The mass media used to report back then that the conditions of signing the EADS contract had prompted discontent among politicians.

The EADS contract was declassified in February 2005, by a decision of the prime minister back then, Calin Popescu Tariceanu, and a discount of EUR 100 million was obtained after negotiations had been resumed. The contract stipulated that EADS had to provide equipment of monitoring and securing 3,147 kilometers of Romanian frontier.

Years have passed by and prosecutors resumed the investigation in 2013-2014 after they would have tracked down new connections, as the EADS file had lot of aspects in common with another high-sounding case, Microsoft. So, DNA started to probe into fraudulent contracts concluded during 2001-2013.

Anti-corruption prosecutors have investigated overall four contracts inked by the Education, Communications and Interior ministries related to Microsoft licenses, and EADS and SIVECO systems.

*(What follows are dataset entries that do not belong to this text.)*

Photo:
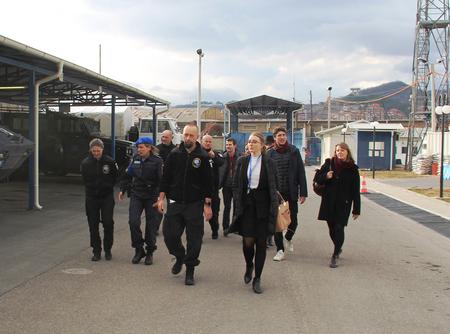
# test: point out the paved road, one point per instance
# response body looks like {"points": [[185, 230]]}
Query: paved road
{"points": [[394, 278]]}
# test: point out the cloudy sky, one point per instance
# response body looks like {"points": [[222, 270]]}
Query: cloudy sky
{"points": [[251, 47]]}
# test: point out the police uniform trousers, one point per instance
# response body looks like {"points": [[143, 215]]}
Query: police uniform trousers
{"points": [[215, 208], [137, 206], [178, 218], [100, 209]]}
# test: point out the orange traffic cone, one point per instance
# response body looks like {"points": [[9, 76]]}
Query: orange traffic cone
{"points": [[364, 186]]}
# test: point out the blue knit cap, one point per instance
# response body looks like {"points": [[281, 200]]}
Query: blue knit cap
{"points": [[144, 140]]}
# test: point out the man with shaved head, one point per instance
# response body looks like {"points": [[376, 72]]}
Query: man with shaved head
{"points": [[215, 160], [166, 144], [188, 194]]}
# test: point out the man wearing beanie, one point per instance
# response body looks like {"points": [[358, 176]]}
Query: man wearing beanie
{"points": [[99, 172], [291, 184], [141, 181]]}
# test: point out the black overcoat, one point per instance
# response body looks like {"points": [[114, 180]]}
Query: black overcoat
{"points": [[240, 182], [341, 191]]}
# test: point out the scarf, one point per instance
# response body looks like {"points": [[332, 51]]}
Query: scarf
{"points": [[339, 165], [281, 148]]}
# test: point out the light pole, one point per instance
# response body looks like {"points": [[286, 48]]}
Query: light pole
{"points": [[329, 107], [374, 126], [199, 95], [442, 111]]}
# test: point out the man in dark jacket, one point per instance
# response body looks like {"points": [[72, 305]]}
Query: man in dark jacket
{"points": [[164, 149], [142, 180], [227, 173], [99, 173], [188, 194], [291, 184], [216, 160]]}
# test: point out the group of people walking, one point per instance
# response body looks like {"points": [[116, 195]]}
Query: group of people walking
{"points": [[180, 185]]}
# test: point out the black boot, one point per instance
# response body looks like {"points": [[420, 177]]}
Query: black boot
{"points": [[97, 256], [108, 255], [334, 263], [148, 259], [139, 254], [257, 285], [189, 280], [248, 273], [177, 266]]}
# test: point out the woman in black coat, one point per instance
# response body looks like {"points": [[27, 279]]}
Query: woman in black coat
{"points": [[255, 193], [341, 179]]}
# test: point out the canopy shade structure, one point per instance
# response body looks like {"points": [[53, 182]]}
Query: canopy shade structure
{"points": [[264, 105], [79, 86]]}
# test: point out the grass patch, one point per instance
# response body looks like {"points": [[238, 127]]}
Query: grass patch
{"points": [[433, 192]]}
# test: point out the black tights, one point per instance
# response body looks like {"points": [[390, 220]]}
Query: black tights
{"points": [[337, 235], [248, 246]]}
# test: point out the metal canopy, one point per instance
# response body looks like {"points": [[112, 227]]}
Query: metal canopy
{"points": [[263, 105], [79, 87]]}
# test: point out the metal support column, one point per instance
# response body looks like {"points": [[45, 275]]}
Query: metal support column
{"points": [[154, 124], [113, 127], [33, 155]]}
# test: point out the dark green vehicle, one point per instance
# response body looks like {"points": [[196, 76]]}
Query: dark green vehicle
{"points": [[64, 140]]}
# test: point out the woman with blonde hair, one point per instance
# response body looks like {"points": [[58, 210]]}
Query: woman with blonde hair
{"points": [[340, 176], [255, 193]]}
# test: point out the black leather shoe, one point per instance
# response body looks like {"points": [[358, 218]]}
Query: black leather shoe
{"points": [[108, 256], [189, 280], [148, 259], [96, 257], [257, 285], [177, 266], [248, 274], [140, 253]]}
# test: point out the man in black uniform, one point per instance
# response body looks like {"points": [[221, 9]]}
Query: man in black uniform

The most important case by far was the EADS one, as there were suspicions related to huge amounts of money received by the Romanian officials as bribe in exchange of granting this contract to EADS. Investigators claimed that some IT programmes would have been bought at overrated prices, including the IT system to secure he state borders.

The Microsoft contracts, which kicked off in the time when Adrian Nastase was prime minister, but they had been extended by all governments for ten years. Some politicians and businessmen investigated in the Microsoft file would have also been related to the EADS inquiry.

Prosecutors were probing into such criminal deeds as influence peddling, abuse of office, bribe taking, bribery. DNA said the bribe in the EADS and Microsoft case had mounted to EUR 60 million.